Da desilusão ao fetiche
Ao analisar o assunto, o doutor em Comunicação e coordenador do Núcleo de Estudos sobre Mídia e Política da UnB (Nemp), Luiz Gonzaga Motta, lembra que os brasileiros – e não apenas o segmento jovem da população – tendem, em geral, a deslocar a visão global da política para a figura do homem político e para as instituições.
E o que ocorre, conforme o professor, é que a política partidária e os homens políticos são vistos como inoperantes: “Existe uma desilusão com o sujeito político, o Congresso Nacional e as instituições. O momento atual, marcado por denúncias de corrupção, pelo chamado mensalão, é apenas um episódio numa história que vem se consolidando. As pessoas hoje acreditam muito pouco nas instituições políticas”.
Motta aponta a falta de ética e o fato de não se vislumbrarem possibilidades de mudança como fatores da baixa credibilidade da política partidária no Brasil. Ele cita o PT, partido do presidente Lula, como exemplo paradigmático de não realização de suas propostas idealistas. Exemplos como esse, sustenta, sedimentam a descrença. “A política partidária corrompida prejudica o exercício da cidadania e da representatividade”, afirma.
A sensação de corrupção generalizada, prossegue ele, é potencializada pelos meios de comunicação. Os grampos telefônicos, as câmeras escondidas, as falsas identidades revelariam o denuncismo da imprensa quando se trata de política nacional.

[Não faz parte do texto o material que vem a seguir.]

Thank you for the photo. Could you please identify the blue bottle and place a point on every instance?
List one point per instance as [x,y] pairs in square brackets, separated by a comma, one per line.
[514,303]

Nosso jornalismo contemporâneo teria desenvolvido uma espécie de fetiche pela denúncia de corrupção.
“Por exemplo, o caso Palocci tem pautado a mídia nos últimos dias”, analisa Luiz Gonzaga Motta. “Todos querem saber se ele foi à casa do Lago Sul, se participava das festas com prostitutas. É a grande questão do momento. Porém, é apenas um fato dentre tantos outros importantes. Mas a mídia gosta da espetacularizar. O que ele fazia na casa? É fofoca. A mídia tem o hábito de eleger mocinhos e bandidos. Isso reduz a política com ‘p’ maiúsculo. E a juventude percebe que há outras questões importantes que não são discutidas pela mídia. Tudo isso colabora para o afastamento”.

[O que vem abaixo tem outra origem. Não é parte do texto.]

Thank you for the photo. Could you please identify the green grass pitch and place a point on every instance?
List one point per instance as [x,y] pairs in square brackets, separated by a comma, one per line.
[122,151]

A tese do professor é corroborada pela aluna de Artes Cênicas da UnB, Ana Paula Carvalho: “A gente perdeu o enfoque da revolução, o espírito de luta. Vemos o tempo todo essa sujeirada nos jornais, na televisão, nos sentimos impotentes e acabamos aceitando”.
Tempo, tempo, tempo
Corrupção e descrença nos partidos políticos não são os únicos fatores que explicam o desinteresse do jovem pela política. Existe também o fator temporal. O cientista político Henrique Salles explica que os jovens, por característica, são imediatistas e os fenômenos políticos palpáveis acontecem a médio e longo prazo. “Podemos vislumbrar esse fato especialmente em democracias em processo consolidação, como é o caso dos países da América Latina”, explica.
Salles acredita que a redemocratização no Brasil já avançou bastante, mas o país ainda continua em relativo atraso comparado à Europa: “Temos avanços importantes na área de processo eleitoral, informatização das eleições, mas ainda assim temos muito a caminhar. A nossa política hoje traz, de fato, muitos poucos benefícios de efeito imediato para sociedade. Ou seja, pode-se ter uma política pública direcionada para um grupo social específico, de resultados visíveis imediatamente. Mas na macro-política, só veremos avanços daqui a dez, 15 anos. Tempo demais para o jovem”.
Tempo demais mesmo, pensa Rafael Guedes, 20 anos. “Nós precisamos de um programa voltado para a juventude. E precisamos ver resultados concretos na política econômica e social. Não adianta só falar que os indicadores melhoraram. A gente precisa sair e ver que tem menos gente passando fome. O problema é que geralmente essas coisas precisam de tempo. E com esse monte de desvio de verba…”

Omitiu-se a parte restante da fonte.